Khmer Mekong Films
- Industry: Motion pictures, television production
- Founded: 2006
- Headquarters: Phnom Penh, Cambodia
- Key people: Matthew Robinson (executive producer and owner) Millan Lov (head of production)
- Products: Films, television programs
- Website: www.cambodiafilms.com

= Khmer Mekong Films =

Cambodian film and television company

Khmer Mekong Films (KMF) is a Cambodian film and television production company based in Phnom Penh, the capital city of Cambodia. Founded by Matthew Robinson, a former director and executive producer of the BBC Television series Byker Grove and EastEnders, KMF aims to help develop the Cambodian film industry, which was left moribund after the country was devastated by the Cambodian Civil War (1967–75), the Khmer Rouge regime (1975–79) and occupation by Vietnam (1979–89).

==History==

Khmer Mekong Films grew out of the team created and trained by the BBC in 2004 to make a 100-episode TV drama about HIV for Cambodian television. Taste of Life was funded by the UK government through the Department for International Development and managed by the BBC World Service Trust. With funding finished in 2006, producer Matthew Robinson stayed in Cambodia to form KMF with the Taste of Life Khmer production team.

KMF has produced dozens of television dramas, documentaries, information films, educational films, television commercials and public service TV spots. The company has also produced nine Cambodian cinema films, Staying Single When (2007), Vanished (2009), Palace of Dreams (2010), the three-part Day in the Country (2015-2019), Price of Love (2016), King Selfie (2017), Fear (2018), Move Out (2019) and 360 Degrees (2019).
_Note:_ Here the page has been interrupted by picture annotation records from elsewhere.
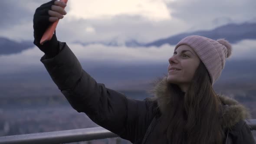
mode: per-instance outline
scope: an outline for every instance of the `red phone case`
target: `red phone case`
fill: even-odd
[[[68,0],[60,0],[60,1],[62,1],[66,3],[67,3],[68,2]],[[49,26],[49,27],[47,28],[43,33],[43,35],[41,39],[41,40],[40,41],[40,44],[43,45],[44,43],[52,39],[53,36],[53,33],[55,31],[55,29],[56,29],[56,27],[57,27],[57,25],[58,24],[59,20],[59,19],[57,21],[52,23]]]

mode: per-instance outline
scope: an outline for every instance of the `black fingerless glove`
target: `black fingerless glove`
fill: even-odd
[[[38,7],[36,10],[33,19],[33,43],[41,51],[50,58],[57,55],[59,51],[59,42],[56,37],[56,32],[52,39],[45,43],[43,45],[40,44],[40,40],[44,32],[51,23],[49,22],[50,16],[48,14],[48,10],[51,9],[52,6],[54,4],[55,0],[51,0]]]

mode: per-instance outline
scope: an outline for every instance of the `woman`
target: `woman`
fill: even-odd
[[[227,41],[198,36],[182,39],[169,59],[168,75],[156,82],[154,97],[136,100],[97,83],[56,34],[40,45],[49,23],[66,13],[65,6],[53,0],[36,10],[34,43],[45,53],[41,61],[78,112],[134,144],[255,144],[244,121],[249,111],[212,88],[231,54]]]

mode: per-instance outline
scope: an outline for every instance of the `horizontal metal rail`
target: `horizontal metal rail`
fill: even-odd
[[[0,137],[1,144],[60,144],[116,137],[102,127],[56,131]]]
[[[256,119],[246,121],[251,130],[256,130]],[[0,137],[0,144],[60,144],[118,137],[102,127],[42,132]]]

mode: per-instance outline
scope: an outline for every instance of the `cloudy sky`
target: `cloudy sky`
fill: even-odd
[[[48,1],[0,0],[0,36],[33,41],[35,10]],[[167,64],[175,46],[136,49],[83,46],[73,42],[122,43],[130,39],[148,42],[228,23],[256,22],[255,7],[255,0],[69,0],[66,8],[67,14],[60,20],[56,34],[58,39],[66,42],[81,61]],[[253,59],[252,52],[256,51],[256,41],[246,39],[234,44],[232,58]],[[0,56],[0,65],[7,66],[1,72],[20,69],[22,65],[42,66],[39,59],[42,56],[35,47],[20,53]]]

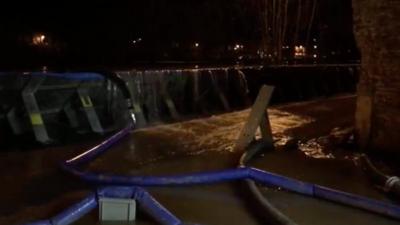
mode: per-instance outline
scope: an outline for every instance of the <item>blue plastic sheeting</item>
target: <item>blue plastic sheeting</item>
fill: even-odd
[[[227,182],[239,179],[253,179],[262,184],[282,187],[286,190],[300,194],[328,199],[341,204],[362,208],[371,212],[400,219],[400,206],[390,203],[372,200],[363,196],[344,193],[341,191],[305,183],[295,179],[287,178],[274,173],[261,171],[254,168],[241,167],[238,169],[200,172],[174,176],[115,176],[105,174],[95,174],[80,171],[77,166],[84,162],[95,159],[110,146],[121,140],[129,133],[126,128],[117,134],[111,136],[102,144],[84,152],[83,154],[68,160],[62,165],[63,169],[69,173],[78,176],[80,179],[107,185],[136,185],[136,186],[176,186],[176,185],[194,185],[210,184],[217,182]]]
[[[81,164],[87,163],[87,162],[95,159],[97,156],[101,155],[102,153],[104,153],[105,151],[110,149],[110,147],[112,145],[114,145],[115,143],[119,142],[122,138],[127,136],[131,130],[132,130],[131,126],[120,130],[119,132],[115,133],[114,135],[109,137],[107,140],[96,145],[95,147],[85,151],[84,153],[82,153],[70,160],[65,161],[63,163],[63,167],[72,168],[72,167],[79,166]]]
[[[96,208],[97,204],[96,195],[91,194],[82,201],[76,203],[49,220],[27,223],[25,225],[68,225],[77,221],[79,218]]]
[[[182,222],[158,203],[148,192],[140,187],[106,187],[99,189],[97,193],[88,197],[64,210],[57,216],[26,225],[68,225],[95,209],[99,197],[109,198],[133,198],[138,202],[139,207],[163,225],[179,225]]]
[[[282,187],[283,189],[304,195],[313,195],[314,185],[299,180],[284,177],[278,174],[251,168],[249,178],[263,184]]]

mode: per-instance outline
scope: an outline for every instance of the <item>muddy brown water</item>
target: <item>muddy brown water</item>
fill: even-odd
[[[324,136],[335,127],[353,123],[354,97],[278,106],[270,110],[274,137],[277,145],[288,137],[310,140]],[[242,152],[234,152],[233,145],[248,110],[207,119],[162,125],[137,130],[115,145],[110,151],[94,160],[84,169],[91,172],[107,172],[121,175],[172,175],[187,172],[212,171],[235,167]],[[317,131],[316,131],[317,130]],[[318,139],[319,140],[319,139]],[[319,143],[319,142],[318,142]],[[357,166],[352,152],[321,149],[315,145],[304,148],[265,152],[251,166],[282,175],[362,194],[374,199],[390,201],[371,183]],[[55,149],[31,153],[38,158],[36,164],[26,164],[22,171],[17,165],[23,153],[8,159],[16,163],[14,174],[31,171],[31,175],[15,176],[22,187],[5,189],[7,197],[0,206],[0,224],[47,218],[74,201],[88,190],[72,177],[50,170],[59,160],[67,159],[84,149],[66,147],[56,154]],[[314,148],[314,149],[313,149]],[[62,153],[61,153],[62,152]],[[313,154],[309,154],[313,152]],[[61,156],[60,156],[61,154]],[[46,159],[48,160],[46,160]],[[50,162],[49,162],[49,159]],[[22,160],[23,161],[23,160]],[[29,161],[29,160],[25,160]],[[37,169],[38,165],[41,165]],[[36,168],[36,169],[35,169]],[[4,176],[4,175],[2,175]],[[8,176],[8,181],[13,179]],[[6,184],[7,186],[7,184]],[[399,224],[398,221],[336,203],[309,198],[271,187],[260,187],[263,194],[276,207],[298,224]],[[41,190],[40,190],[41,189]],[[54,190],[53,190],[54,189]],[[58,191],[57,191],[57,190]],[[244,197],[247,190],[239,182],[190,187],[146,188],[162,205],[188,224],[268,224],[260,220],[252,203]],[[51,192],[51,193],[48,193]],[[18,195],[20,194],[20,195]],[[29,197],[28,197],[29,196]],[[14,201],[17,210],[6,210],[6,201]],[[86,215],[75,224],[99,224],[97,211]],[[111,223],[112,225],[122,223]],[[140,210],[137,225],[155,224]]]

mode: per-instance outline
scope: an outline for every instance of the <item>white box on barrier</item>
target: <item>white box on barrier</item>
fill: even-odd
[[[134,199],[100,198],[100,221],[134,221],[136,218],[136,201]]]

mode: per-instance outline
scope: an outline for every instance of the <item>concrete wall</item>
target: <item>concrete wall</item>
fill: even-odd
[[[365,149],[400,153],[400,1],[353,0],[361,50],[356,129]]]

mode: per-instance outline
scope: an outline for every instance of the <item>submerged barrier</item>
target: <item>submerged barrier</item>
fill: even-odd
[[[132,198],[138,203],[140,209],[150,215],[160,224],[179,225],[182,222],[157,202],[147,191],[140,187],[105,187],[90,194],[80,202],[64,210],[58,215],[48,219],[28,223],[26,225],[67,225],[95,209],[98,199],[108,198]]]
[[[128,93],[128,92],[126,92]],[[130,100],[129,94],[126,94],[126,99]],[[131,102],[128,101],[127,108],[132,112]],[[121,139],[126,137],[132,127],[135,125],[135,118],[132,116],[131,124],[116,134],[106,139],[101,144],[83,152],[82,154],[65,161],[61,167],[66,172],[71,173],[78,178],[94,183],[97,185],[110,185],[117,187],[106,187],[98,190],[96,193],[89,195],[87,198],[77,203],[76,205],[68,208],[59,215],[49,219],[38,221],[33,224],[52,224],[52,225],[66,225],[70,224],[83,215],[87,214],[98,205],[98,198],[105,197],[119,197],[119,198],[133,198],[141,208],[149,215],[151,215],[160,224],[177,225],[182,222],[172,215],[167,209],[160,205],[154,198],[150,196],[144,189],[139,186],[182,186],[182,185],[195,185],[195,184],[211,184],[220,183],[233,180],[252,180],[263,185],[279,186],[285,190],[295,193],[303,194],[310,197],[329,200],[336,203],[364,209],[370,212],[378,213],[395,219],[400,219],[400,206],[366,198],[360,195],[341,192],[338,190],[330,189],[320,185],[302,182],[296,179],[281,176],[275,173],[262,171],[259,169],[246,167],[247,160],[251,159],[258,150],[249,149],[241,158],[238,168],[213,171],[213,172],[198,172],[182,175],[172,176],[117,176],[84,172],[80,170],[80,166],[94,160],[96,157],[109,150],[114,144],[118,143]],[[255,187],[255,183],[250,183],[252,191],[258,195],[259,200],[262,201],[262,194]],[[130,186],[130,187],[121,187]],[[278,216],[277,222],[279,224],[295,224],[290,221],[285,215],[281,214],[277,209],[267,202],[263,201],[263,205],[268,207],[268,210]]]
[[[110,147],[118,143],[122,138],[129,134],[129,128],[125,128],[115,135],[111,136],[96,147],[67,160],[62,164],[62,168],[80,179],[98,184],[98,185],[118,185],[118,186],[181,186],[195,184],[220,183],[233,180],[250,179],[264,185],[279,186],[285,190],[303,194],[310,197],[329,200],[336,203],[360,208],[369,212],[378,213],[395,219],[400,219],[400,207],[398,205],[370,199],[360,195],[350,194],[320,185],[302,182],[296,179],[288,178],[278,174],[251,167],[239,167],[236,169],[227,169],[213,172],[198,172],[173,176],[115,176],[84,172],[79,170],[79,166],[87,163]],[[246,157],[246,156],[244,156]],[[162,207],[161,205],[158,205]],[[78,209],[76,209],[78,210]],[[154,211],[154,216],[163,217],[159,210]],[[80,211],[80,210],[78,210]],[[74,212],[64,213],[66,217]],[[169,221],[158,220],[161,224],[171,224]]]

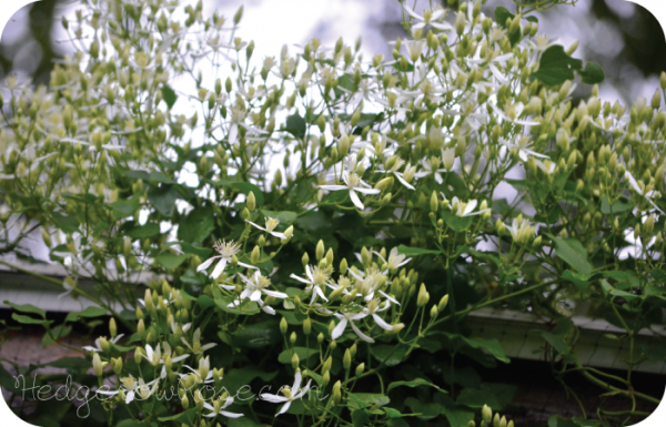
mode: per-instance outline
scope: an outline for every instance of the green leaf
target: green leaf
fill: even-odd
[[[168,84],[163,84],[162,99],[164,100],[164,102],[167,102],[167,106],[169,108],[169,110],[171,110],[173,108],[173,104],[175,104],[175,101],[178,101],[178,95],[175,94],[173,89],[171,89],[171,87],[169,87]]]
[[[245,195],[250,194],[250,192],[254,193],[254,200],[256,201],[256,205],[260,207],[263,206],[263,193],[255,184],[251,182],[234,182],[231,184],[231,186]]]
[[[74,369],[74,370],[88,370],[90,369],[90,360],[84,357],[61,357],[53,362],[44,364],[54,368]]]
[[[571,348],[566,345],[562,336],[551,334],[549,332],[542,332],[541,336],[561,355],[564,356],[571,352]]]
[[[34,318],[34,317],[24,316],[24,315],[18,314],[18,313],[12,313],[11,318],[13,318],[14,321],[17,321],[18,323],[23,324],[23,325],[48,325],[48,324],[53,323],[53,321],[47,321],[43,318]]]
[[[215,227],[214,215],[212,206],[194,209],[179,224],[178,240],[188,243],[202,242]]]
[[[443,407],[442,415],[446,417],[451,427],[467,427],[474,419],[474,411],[458,407]]]
[[[392,389],[394,389],[395,387],[418,387],[418,386],[428,386],[428,387],[435,387],[437,388],[440,392],[446,393],[445,390],[441,389],[440,386],[434,385],[433,383],[423,379],[423,378],[416,378],[416,379],[412,379],[411,382],[395,382],[395,383],[391,383],[389,384],[389,388],[386,388],[386,393],[390,393]]]
[[[572,272],[571,270],[566,270],[562,274],[562,278],[567,279],[567,281],[572,282],[573,284],[575,284],[576,286],[578,286],[581,289],[584,289],[587,286],[589,286],[589,284],[591,284],[589,279],[592,278],[592,275],[579,274],[576,272]]]
[[[554,237],[555,253],[558,258],[572,266],[576,272],[582,274],[592,274],[594,267],[587,261],[587,251],[575,238],[558,238]]]
[[[139,209],[139,200],[119,200],[110,203],[109,206],[113,210],[113,220],[120,220],[134,215],[134,211]]]
[[[64,322],[75,322],[81,317],[87,317],[87,318],[100,317],[100,316],[105,316],[107,314],[108,314],[108,312],[105,308],[90,306],[90,307],[87,307],[82,312],[72,312],[72,313],[68,314],[67,317],[64,318]]]
[[[175,270],[184,263],[190,255],[176,255],[176,254],[161,254],[155,257],[158,263],[163,266],[165,270]]]
[[[354,427],[365,427],[365,423],[370,418],[370,414],[362,409],[352,410],[352,424]]]
[[[508,19],[513,20],[514,18],[515,14],[509,12],[508,9],[506,9],[505,7],[500,6],[495,8],[495,22],[497,22],[500,27],[504,28],[505,30],[508,29],[506,21]]]
[[[281,340],[280,323],[274,318],[239,327],[233,335],[234,346],[244,348],[262,348]]]
[[[456,403],[471,408],[490,406],[493,410],[503,410],[513,400],[518,388],[511,384],[484,383],[478,388],[465,388]]]
[[[260,210],[261,214],[264,217],[272,217],[272,218],[276,218],[280,221],[280,224],[292,224],[295,220],[297,214],[295,212],[290,212],[290,211],[281,211],[281,212],[274,212],[274,211],[264,211],[264,210]],[[260,224],[263,225],[263,224]]]
[[[280,356],[278,356],[278,362],[285,365],[291,364],[291,359],[292,357],[294,357],[294,353],[299,356],[299,359],[303,362],[310,358],[311,356],[319,354],[319,349],[306,347],[294,347],[293,350],[285,349],[284,352],[280,353]]]
[[[41,308],[36,307],[34,305],[31,304],[22,304],[22,305],[18,305],[14,303],[10,303],[9,301],[3,301],[4,304],[9,305],[10,307],[12,307],[13,309],[16,309],[17,312],[21,312],[21,313],[31,313],[31,314],[37,314],[39,316],[44,317],[47,315],[47,312],[44,312]]]
[[[624,197],[620,197],[618,200],[616,200],[615,202],[613,202],[613,204],[609,203],[608,197],[604,196],[602,197],[602,213],[604,215],[610,215],[610,214],[623,214],[625,212],[629,212],[634,210],[634,203],[630,200],[626,200]]]
[[[583,61],[569,57],[562,45],[556,44],[544,51],[538,70],[532,73],[532,78],[552,87],[573,80],[574,71],[581,70],[582,67]]]
[[[386,366],[395,366],[400,364],[407,355],[408,346],[404,344],[382,344],[370,347],[370,353]]]
[[[451,334],[446,334],[451,335]],[[462,335],[458,335],[470,347],[472,348],[483,348],[492,354],[497,360],[504,362],[505,364],[509,363],[511,359],[506,357],[504,349],[500,345],[500,342],[495,338],[486,339],[486,338],[467,338]]]
[[[408,406],[414,414],[418,414],[418,419],[424,421],[437,417],[442,413],[442,407],[437,404],[426,404],[415,397],[407,397],[405,405]]]
[[[51,214],[53,225],[65,233],[77,233],[79,231],[79,221],[73,215],[61,215],[58,212]]]
[[[596,62],[587,62],[584,70],[578,71],[583,83],[585,84],[598,84],[602,83],[606,79],[606,74],[604,74],[604,70]]]
[[[151,186],[148,190],[148,201],[164,216],[171,217],[178,199],[178,191],[173,185]]]
[[[389,396],[380,393],[350,393],[347,397],[349,407],[351,409],[364,409],[371,406],[381,407],[389,405],[391,401]],[[379,414],[384,414],[384,411],[380,410]]]
[[[148,238],[160,234],[160,224],[145,223],[130,230],[127,235],[132,238]]]
[[[302,140],[305,136],[305,131],[306,131],[305,119],[303,119],[299,114],[299,112],[287,116],[286,118],[286,126],[284,128],[284,130],[286,132],[291,133],[292,135],[294,135],[294,138]]]
[[[423,250],[421,247],[408,247],[405,245],[397,246],[397,253],[406,256],[418,256],[418,255],[441,255],[441,251]]]

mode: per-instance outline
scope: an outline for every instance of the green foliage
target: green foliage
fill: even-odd
[[[85,49],[49,88],[7,81],[0,251],[38,262],[26,242],[40,228],[67,276],[37,277],[94,306],[57,322],[7,303],[13,323],[49,346],[111,316],[85,358],[49,365],[112,385],[95,425],[490,426],[515,386],[477,372],[511,362],[470,334],[487,306],[552,321],[539,334],[557,378],[605,390],[568,317],[588,311],[634,343],[666,308],[666,114],[659,92],[625,109],[596,85],[574,105],[576,73],[604,73],[537,35],[525,16],[553,3],[497,8],[496,22],[463,3],[453,29],[403,4],[413,37],[367,64],[343,39],[256,62],[229,37],[242,8],[225,22],[87,2],[69,28],[90,32]],[[220,58],[225,75],[199,77]],[[195,89],[167,84],[181,79]],[[505,184],[515,201],[496,197]],[[628,370],[666,357],[633,352]],[[654,403],[628,377],[614,393]],[[36,423],[75,417],[37,405],[54,416]]]

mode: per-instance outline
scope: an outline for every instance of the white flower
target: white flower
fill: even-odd
[[[342,336],[342,334],[344,333],[344,329],[346,328],[346,325],[349,323],[350,325],[352,325],[352,329],[354,331],[354,334],[356,334],[356,336],[359,336],[359,338],[363,339],[366,343],[374,343],[374,339],[372,339],[367,335],[363,334],[361,332],[361,329],[359,329],[359,327],[356,327],[356,325],[353,322],[353,321],[360,321],[362,318],[367,317],[367,313],[345,312],[342,314],[334,313],[333,315],[340,319],[340,323],[333,329],[333,333],[331,334],[331,339],[340,338]]]
[[[233,404],[233,397],[226,397],[224,399],[224,405],[220,404],[221,400],[222,399],[213,400],[213,405],[211,405],[209,403],[204,403],[203,407],[211,411],[211,413],[204,415],[204,417],[212,418],[212,417],[216,416],[218,414],[222,414],[223,416],[229,417],[229,418],[239,418],[239,417],[243,416],[243,414],[234,414],[234,413],[228,413],[226,410],[222,410],[222,409],[226,408],[229,405]]]
[[[222,272],[224,272],[224,267],[226,267],[226,263],[230,263],[231,258],[235,254],[239,253],[239,251],[241,250],[241,244],[236,243],[234,241],[225,242],[222,240],[222,241],[215,242],[215,244],[213,244],[213,248],[220,255],[212,256],[212,257],[208,258],[206,261],[204,261],[203,263],[199,264],[199,266],[196,267],[196,272],[202,272],[202,271],[206,270],[208,267],[211,266],[211,264],[215,260],[220,260],[218,265],[215,265],[215,268],[213,268],[213,272],[210,274],[210,277],[212,279],[215,279],[215,278],[220,277]],[[245,268],[256,268],[253,265],[244,264],[244,263],[241,263],[240,261],[239,261],[239,265],[241,265]]]
[[[132,400],[134,400],[137,394],[139,394],[141,400],[148,399],[158,389],[159,379],[160,378],[155,378],[150,383],[145,383],[143,378],[139,378],[139,380],[137,380],[130,374],[127,377],[120,378],[120,383],[122,384],[122,386],[118,390],[97,390],[97,393],[107,396],[114,396],[119,394],[122,389],[125,394],[125,404],[129,405],[130,403],[132,403]]]
[[[266,232],[266,233],[269,233],[269,234],[271,234],[271,235],[273,235],[273,236],[275,236],[275,237],[278,237],[280,240],[286,238],[286,236],[284,234],[274,231],[275,227],[280,224],[280,220],[278,220],[278,218],[266,217],[266,226],[265,226],[265,228],[262,227],[261,225],[254,224],[251,221],[245,220],[245,222],[252,224],[254,227],[256,227],[259,230],[262,230],[262,231],[264,231],[264,232]]]
[[[514,242],[517,243],[525,242],[534,235],[534,227],[529,225],[527,220],[523,220],[522,216],[514,218],[511,226],[507,226],[506,230],[511,233]]]
[[[206,349],[213,348],[214,346],[218,345],[216,343],[209,343],[209,344],[201,345],[201,329],[200,328],[196,328],[196,331],[194,331],[194,335],[192,335],[192,345],[190,345],[190,343],[188,343],[188,340],[185,339],[184,336],[181,337],[181,340],[183,342],[185,347],[188,347],[190,349],[190,352],[192,352],[193,354],[203,353]]]
[[[518,135],[517,141],[506,141],[500,139],[500,142],[505,146],[505,150],[516,149],[518,151],[518,157],[521,157],[523,162],[526,162],[531,155],[535,157],[548,159],[547,155],[537,153],[536,151],[529,149],[532,144],[528,136]]]
[[[397,270],[406,263],[408,263],[410,261],[412,261],[412,258],[407,258],[406,255],[398,254],[397,247],[391,250],[391,252],[389,253],[389,261],[384,260],[384,257],[380,255],[379,252],[374,251],[374,253],[389,265],[390,271]]]
[[[330,191],[349,190],[350,199],[352,200],[352,203],[354,203],[354,205],[356,207],[359,207],[359,210],[361,210],[361,211],[363,211],[365,209],[365,206],[363,205],[363,202],[361,202],[361,199],[359,199],[359,195],[356,194],[356,192],[360,192],[363,194],[380,194],[381,193],[380,190],[371,189],[370,185],[366,184],[363,180],[361,180],[361,177],[359,175],[356,175],[355,172],[347,172],[347,171],[343,172],[342,180],[344,181],[344,183],[346,185],[320,185],[320,189],[330,190]]]
[[[474,212],[478,202],[476,200],[471,200],[467,203],[462,202],[458,197],[454,196],[451,201],[451,211],[455,213],[457,216],[473,216],[481,215],[484,212],[490,211],[491,209],[484,209],[482,211]]]
[[[380,315],[377,314],[377,313],[389,309],[389,307],[391,306],[391,303],[385,302],[384,306],[382,308],[380,308],[380,306],[381,306],[380,299],[374,298],[367,303],[367,306],[365,308],[363,308],[363,313],[371,315],[372,318],[377,324],[377,326],[380,326],[382,329],[393,331],[393,325],[390,325],[386,322],[384,322],[384,319],[382,317],[380,317]]]
[[[239,295],[239,298],[236,301],[229,304],[230,308],[238,307],[243,299],[250,298],[250,301],[253,301],[256,304],[259,304],[259,306],[262,307],[262,309],[265,313],[275,314],[275,311],[272,307],[263,305],[261,294],[263,293],[275,298],[289,297],[289,295],[286,295],[283,292],[266,289],[266,287],[271,284],[271,279],[262,276],[261,272],[259,271],[254,272],[254,274],[250,278],[243,276],[242,274],[239,274],[239,276],[241,276],[241,279],[245,282],[245,288],[243,289],[243,292],[241,292],[241,295]]]
[[[310,286],[305,288],[305,292],[312,292],[312,299],[310,299],[310,305],[312,305],[317,296],[321,296],[325,302],[329,302],[324,292],[322,291],[322,285],[327,284],[329,277],[331,276],[325,270],[320,268],[319,266],[306,265],[305,266],[305,275],[307,278],[299,277],[292,273],[291,278],[295,278],[301,283],[305,283]]]
[[[446,10],[444,10],[444,9],[426,10],[423,12],[423,16],[421,16],[421,14],[417,14],[412,8],[410,8],[406,4],[403,4],[403,8],[410,16],[412,16],[413,18],[416,18],[418,21],[421,21],[421,22],[412,26],[413,30],[424,28],[425,26],[431,26],[438,30],[451,30],[452,29],[452,27],[448,22],[435,22],[438,19],[442,19],[446,16]]]
[[[119,335],[115,336],[115,338],[108,339],[108,342],[111,343],[111,344],[115,344],[123,336],[124,336],[124,334],[119,334]],[[94,340],[94,347],[92,347],[92,346],[84,346],[83,349],[85,352],[104,353],[104,350],[102,349],[101,338],[107,339],[107,337],[97,338]]]
[[[634,191],[636,193],[638,193],[643,197],[645,197],[657,211],[659,211],[662,214],[664,214],[664,211],[662,211],[659,209],[659,206],[657,206],[655,204],[655,202],[653,201],[654,197],[658,197],[658,192],[657,191],[650,190],[650,191],[648,191],[646,193],[645,192],[645,186],[638,185],[638,182],[636,181],[636,179],[634,177],[634,175],[632,175],[632,173],[629,171],[625,171],[625,180],[627,180],[629,182],[629,185],[632,186],[632,189],[634,189]]]
[[[305,396],[305,393],[310,390],[310,384],[312,383],[312,379],[307,382],[307,385],[305,387],[300,388],[302,379],[303,377],[301,375],[301,370],[299,369],[296,370],[296,375],[294,377],[294,385],[291,388],[289,386],[280,388],[280,392],[284,396],[270,395],[268,393],[263,393],[260,396],[262,399],[268,400],[272,404],[284,404],[280,411],[275,414],[275,416],[279,416],[280,414],[284,414],[289,410],[289,407],[291,406],[292,401],[302,398],[303,396]]]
A tenth movie, Dance Till You Drop, had to be abandoned halfway through shooting in March 2020 due to the dangers to cast and crew of COVID-19.

== Filmography ==

| Year | Title | Release date(s) Cambodia |
|---|---|---|
| 2007 | Staying Single When | March 2007 |
| 2009 | Vanished | September 2009 |
| 2010 | Palace of Dreams | August 2010 |
| 2015-2019 | Day in the Country | TBA |
| 2016 | Price of Love | April 2016 |
| 2017 | King Selfie | May 2018 |
| 2018 | Fear | May 2019 |
| 2019 | Move Out | December 2019 |
| 2022 | 360 Degrees | 4 August 2022 |

==Awards==
In 2015/16 the first part of Day in the Country won a number of awards at four international film festivals: Hollywood International Moving Pictures Film Festival; Los Angeles International Film Festival; New York City Indie Film Awards (including 'Best Actor' and second Best Foreign Feature Film); and the Canada International Film Festival. In 2015 at the fourth Cambodian National Film Festival, Vanished won an award for 'Second Best Film' as well as 'Best Sound'. In 2016 Price of Love won four awards at the Hollywood International Moving Pictures Film Festival. In 2017 at the fifth Cambodian National Film Festival, Price of Love won four top awards including 'Best Film', 'Best Actress' and 'Best Production'.